"Welcome to the era of hedged bets and lowered expectations", says the cover story of Time Magazine. A poll of 18 to 29-year olds, found 65 per cent agreed that it will be harder for their group to live as comfortably as previous generations. But despite the lowered expectations, these twentysomethings have the power to wreak havoc in the workplace:
Companies are discovering that to win the best talent. they must cater to a young work force that is considered overly sensitive at best and lazy at worst … These youngsters are starting to use their bargaining power to get more of what they feel is coming to them. They want flexibility, access to decision making and a return to the sacredness of work-free weekends. "I want a work environment concerned about my personal growth," says Jennifer Peters, 22, one of the youngest candidates ever to be admitted to the State Bar of California. "I don’t want to go to work and feel I’ll be burned out two or three years down the road."

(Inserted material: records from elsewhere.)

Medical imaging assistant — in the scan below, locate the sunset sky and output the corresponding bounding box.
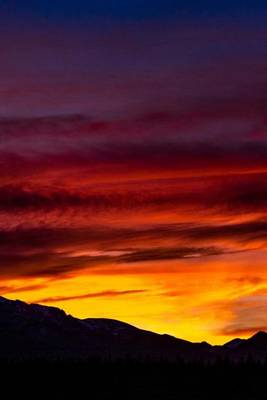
[0,0,267,343]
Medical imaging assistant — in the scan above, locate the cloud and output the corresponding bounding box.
[218,288,267,336]
[36,289,147,303]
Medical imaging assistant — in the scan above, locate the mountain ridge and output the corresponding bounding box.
[0,297,267,362]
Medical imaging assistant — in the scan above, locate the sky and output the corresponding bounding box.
[0,0,267,344]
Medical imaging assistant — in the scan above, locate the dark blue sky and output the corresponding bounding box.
[0,0,267,20]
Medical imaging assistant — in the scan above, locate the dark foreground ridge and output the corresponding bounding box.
[0,297,267,363]
[0,298,267,400]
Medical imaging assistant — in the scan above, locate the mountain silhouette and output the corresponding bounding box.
[0,297,267,362]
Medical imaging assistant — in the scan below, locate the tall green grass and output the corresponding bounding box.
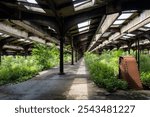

Most of all, young people want constant feedback from supervisors. In contrast with the baby boomers, who disdained evaluations as somehow undemocratic, people in their 20s crave grades, performance evaluations and reviews. They want a quantification of their achievement. After all, these were the children who prepped diligently for college-aptitude exams and learned how to master Rubik’s Cube and Space Invaders. They are consummate game players and grade grubbers. "Unlike yuppies, younger people are not driven from within, they need reinforcement," says Penny Erikson, 40, a senior vice president at the Young & Rubicam ad agency, which has hired many recent college graduates. "They prefer short-term tasks with observable results."
Rubik’s cube and Space Invaders? Yuppies? Should the West Help Gorbachev? That’s right, we’re talking about Generation X. Look closely at the magazine cover and you’ll see the date — July 16, 1990.